Im Unterschied dazu werden Hepatitis B und -C durch Körperflüssigkeiten weitergegeben, wie z. B. Kontakt mit infiziertem Blut. So können die Viren bei Transfusionen von nicht getestetem Blut, durch gebrauchte Spritzen und Nadeln, Piercing und Tätowierung unter unsterilen Bedingungen oder bei gemeinsamer Benutzung von Toilettenartikeln wie Scheren oder Rasiermesser verbreitet werden. Vor allem Hepatitis B wird zudem während ungeschützter Sexualkontakte übertragen sowie von der Mutter auf das ungeborene Kind bzw. während der Geburt weitergegeben. Beide Erkrankungen können chronisch verlaufen und zu Leberzirrhose und Leberkrebs führen. Hepatitis B ist eine der häufigsten Infektionskrankheiten weltweit. Vor allem in Zentral- und Südafrika, Südostasien und Südamerika finden sich besonders hohe Infektionsraten. Zwischen 300 und 420 Millionen Menschen tragen den Hepatitis-B-Virus chronisch in sich. Pro Jahr sterben etwa eine Million Menschen infolge von Hepatitis-B-bedingter Leberzirrhose oder Krebs. In Deutschland infizieren sich schätzungsweise 5-8% der Bevölkerung im Laufe ihres Lebens mit dem Hepatitis-B-Virus.

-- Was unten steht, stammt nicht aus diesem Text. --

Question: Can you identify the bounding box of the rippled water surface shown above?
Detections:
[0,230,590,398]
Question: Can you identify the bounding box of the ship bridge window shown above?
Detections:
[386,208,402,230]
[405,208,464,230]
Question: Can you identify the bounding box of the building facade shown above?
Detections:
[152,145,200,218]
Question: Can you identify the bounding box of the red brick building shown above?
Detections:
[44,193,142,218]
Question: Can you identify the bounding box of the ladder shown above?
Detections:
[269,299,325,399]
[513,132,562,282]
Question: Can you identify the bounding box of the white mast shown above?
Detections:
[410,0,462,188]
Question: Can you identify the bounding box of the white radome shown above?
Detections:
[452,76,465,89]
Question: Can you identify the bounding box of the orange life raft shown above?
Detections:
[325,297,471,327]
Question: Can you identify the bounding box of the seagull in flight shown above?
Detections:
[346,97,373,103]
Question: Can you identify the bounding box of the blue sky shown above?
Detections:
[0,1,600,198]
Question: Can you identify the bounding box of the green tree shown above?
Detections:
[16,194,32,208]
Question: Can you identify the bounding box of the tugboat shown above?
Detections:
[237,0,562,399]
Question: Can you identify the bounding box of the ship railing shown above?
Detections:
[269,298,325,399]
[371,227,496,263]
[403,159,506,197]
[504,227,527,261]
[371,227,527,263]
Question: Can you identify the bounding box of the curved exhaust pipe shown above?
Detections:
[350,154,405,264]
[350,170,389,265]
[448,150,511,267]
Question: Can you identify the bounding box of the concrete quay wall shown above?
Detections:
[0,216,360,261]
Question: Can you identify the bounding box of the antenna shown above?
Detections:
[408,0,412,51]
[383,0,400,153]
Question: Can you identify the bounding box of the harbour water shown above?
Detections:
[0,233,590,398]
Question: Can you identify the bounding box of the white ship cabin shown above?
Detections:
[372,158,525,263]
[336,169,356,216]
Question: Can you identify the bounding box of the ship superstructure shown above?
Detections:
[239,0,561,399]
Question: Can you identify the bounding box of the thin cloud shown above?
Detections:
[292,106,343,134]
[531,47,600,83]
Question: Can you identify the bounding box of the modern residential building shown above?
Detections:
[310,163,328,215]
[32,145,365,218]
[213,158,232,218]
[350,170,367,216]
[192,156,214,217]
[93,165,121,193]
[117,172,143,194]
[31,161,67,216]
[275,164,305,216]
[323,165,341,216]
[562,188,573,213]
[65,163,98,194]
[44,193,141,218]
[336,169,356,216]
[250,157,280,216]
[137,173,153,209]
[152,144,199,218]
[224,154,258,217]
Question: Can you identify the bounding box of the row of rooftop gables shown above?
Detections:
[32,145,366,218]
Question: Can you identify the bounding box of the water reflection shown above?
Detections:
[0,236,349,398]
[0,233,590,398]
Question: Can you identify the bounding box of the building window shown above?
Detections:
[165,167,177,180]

Auch die Erreger von Hepatitis D kommen weltweit vor. Sie werden ebenfalls über Blut, ungeschützten Geschlechtsverkehr oder in seltenen Fällen während der Geburt übertragen. Allerdings können nur Menschen mit Hepatitis D infiziert werden, bei denen eine chronische Infektion mit dem Hepatitis-B-Virus vorliegt. Hepatitis-E-Viren werden ähnlich wie Hepatitis A durch mit Fäkalien verunreinigtes Wasser oder Nahrung weiter gegeben. Eine Hepatitis E verläuft nicht chronisch, kann aber bei Schwangeren sehr schwere Verläufe und Todesfälle hervorrufen.

Impfung schützt vor Hepatitis-Infektion
Gegen Hepatitis A und B stehen hochwirksame Impfungen zur Verfügung. Eine Grundimmunsierung mit einem Kombinationsimpfstoff besteht aus 3 Impfungen innerhalb von 6 bis 12 Monaten und schützt vor einer Infektion mit Hepatitis-A und -B.  Durch den Schutz vor Hepatitis-B ist der Impfstoff auch gegen Hepatitis-D-Viren wirksam.

Impfungen gegen Hepatitis C und E befinden sich dagegen erst in der Entwicklung. Zum Schutz vor Hepatitis-C und -E sollte man vor allem in Risikogebieten deshalb ungeschützte Sexualkontakte sowie Kontakt mit Blut und Blut-kontaminierten Gegenständen vermeiden und nur gekochte Nahrung und abgepacktes Wasser zu sich nehmen.